The rest of the native IG tasks can be run with --headless flag without any additional setup on a remote machine without display.

If you have multiple GPUs on your machine, you can specify GPU device ID with: --rl_device cuda:2 --sim_device cuda:2 (to run on GPU with device ID 2, for example).

If you would like to place the training (for BayesSim and RL) on CPU instead of GPU you can add --rl_device cpu. To place simulation on CPU use --sim_device cpu.


Advanced: Differentiable Path Signatures

BayesSimIG supports experimentation with advanced ways to process trajectory data before training the core BayesSim networks. Users can set signatory as the summarizer function in the config to use differentiable path signatures as a way to summarize trajectory data:

bayessim:
  ...
  summarizerFxn: 'summary_signatory'  # function to process summaries

This functionality is available via intergation with the Signatory library [2]. To install this library run:

git clone https://github.com/patrick-kidger/signatory.git
cd signatory && python setup.py install

Path signatures (or signature transforms) allow extracting features using principled methods from path theory. These can guarantee useful properties, such as invariance under time reparameterization, and ability to extend trajectories by combining signatures (without re-computing signatures from scratch).

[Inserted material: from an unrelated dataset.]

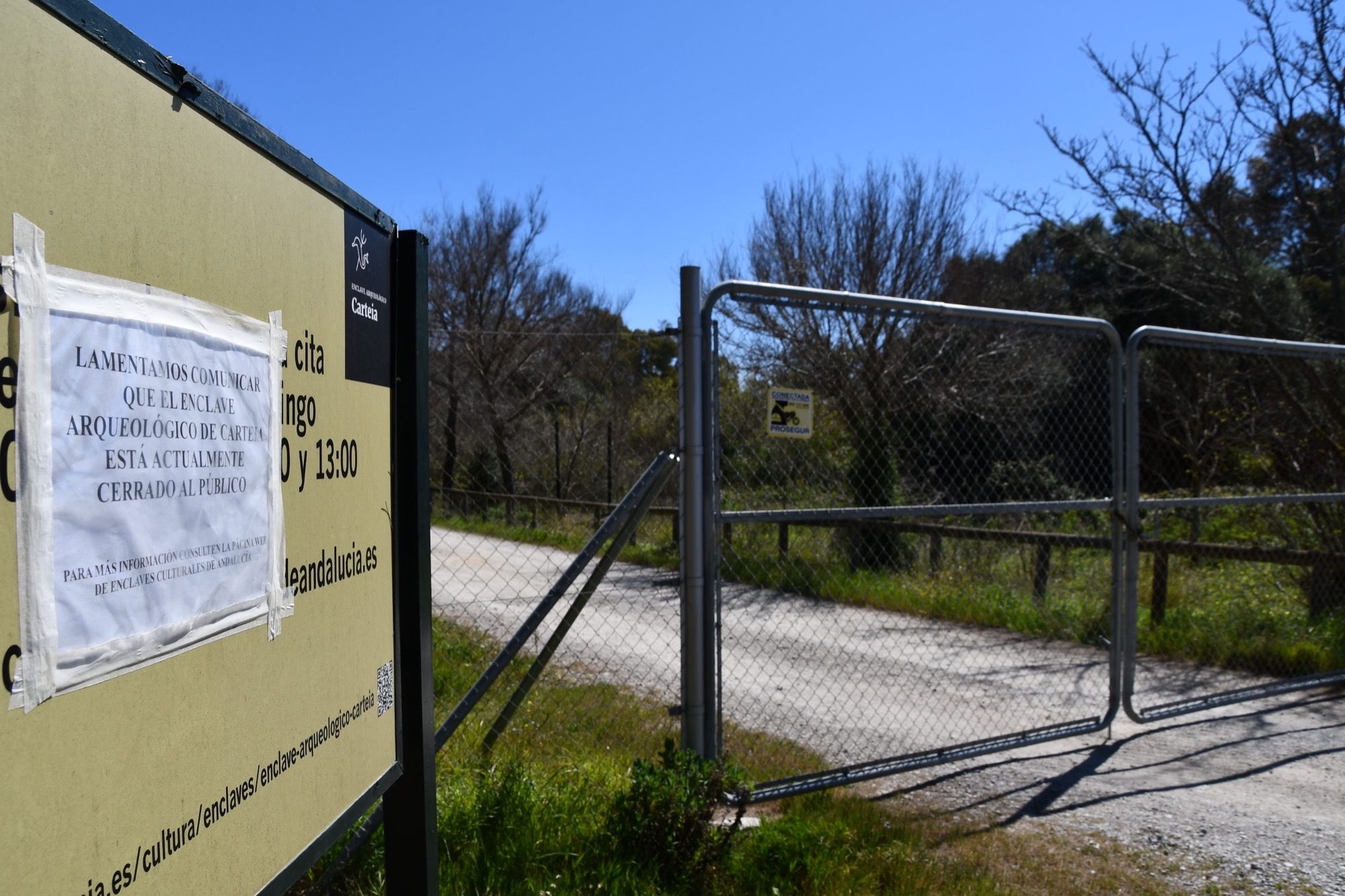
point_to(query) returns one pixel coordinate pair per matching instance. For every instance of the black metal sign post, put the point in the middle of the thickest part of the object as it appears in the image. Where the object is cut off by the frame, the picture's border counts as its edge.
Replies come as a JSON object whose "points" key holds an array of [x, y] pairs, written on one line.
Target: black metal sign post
{"points": [[411, 852]]}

The fact that these objects are differentiable allows backpropagating through the summarizers, making it a novel and interesting avenue for further experiments with adaptive representations for sequential data.


References

If you found this repository helpful, please cite:

@article{bayes-sim-ig,
author = {Rika Antonova, Fabio Ramos, Rafael Possas, Dieter Fox},
title = {BayesSimIG: Scalable Parameter Inference for Adaptive Domain Randomization with Isaac Gym},
journal = {arXiv preprint arXiv:2107.04527},
year = {2021},
}

For more information about BayesSim, please refer to:

[1] Fabio Ramos, Rafael Possas, and Dieter Fox. BayesSim: 
Adaptive Domain Randomization Via Probabilistic Inference for robotics simulators.
In Robotics: Science and Systems (RSS), 2019.

For more information about differentiable path signatures, please refer to:

[2] Patrick Kidger, Terry Lyons. Signatory: Differentiable Computations 
of the Signature and Logsignature Transforms, on both CPU and GPU.
International Conference on Learning Representations (ICLR) 2021.